Smuggler pleads guilty in deadly harboring case

Docs: Guide left woman in brush after she couldn’t walk


McALLEN — A 20-year-old Mexican national pleaded guilty Thursday in federal court for his role in a smuggling case that resulted in the death of a woman.

Juan Jesus Martinez-Rodriguez was the driver and brush guide for a group of 10 migrants just north of Falfurrias when U.S. Border Patrol agents stopped him and the migrants he was transporting just before midnight on Sept. 20, 2018.

Shortly before Martinez-Rodriguez was pulled over, U.S. Border Patrol aerial support authorities notified agents on the ground that a group of undocumented migrants had just boarded a vehicle near Jim Wells County Road 400.

But before Border Patrol agents could approach Martinez-Rodriguez, he and nine undocumented migrants fled the area. This occurred before agents detained Martinez-Rodriguez and the migrants, the complaint against the man stated.

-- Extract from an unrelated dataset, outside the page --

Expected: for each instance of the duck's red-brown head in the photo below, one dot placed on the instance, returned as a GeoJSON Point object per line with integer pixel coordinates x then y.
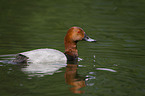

After Martinez-Rodriguez was arrested, he told Border Patrol agents he was the brush guide and driver who transported the nine migrants around the Border Patrol checkpoint in Falfurrias.

Martinez-Rodriguez admitted there had been another migrant, a female that he said had been left behind in the brush around 4 p.m. after she was no longer able to walk due to exhaustion.

“Martinez-Rodriguez recounted the route he walked based on memory and GPS coordinates from his cellular phone,” the complaint stated.

The day after Martinez-Rodriguez’s arrest, Border Patrol located the deceased female south of Falfurrias, near a Brooks County rest area, consistent with the information provided by the man.

The woman was later identified as Alba Cecibel Argueta Jurado, 26, of El Salvador.

Three of the nine migrants, a Mexican national, an El Salvadorian national, and a Honduran national who were arrested and charged for immigration violations each told agents that a 10th member of the group, a female, was left behind on orders from Martinez-Rodriguez after she could no longer walk due to exhaustion, according to court records.

Martinez-Rodriguez, who will not face the death penalty after government prosecutors elected not to seek such punishment, could face up to life in prison at the time of this sentencing, scheduled for late July, records show.

In exchange for pleading true to bringing and harboring aliens, the government will dismiss the remaining three counts of the same offense at the time of his sentencing, court notes showed.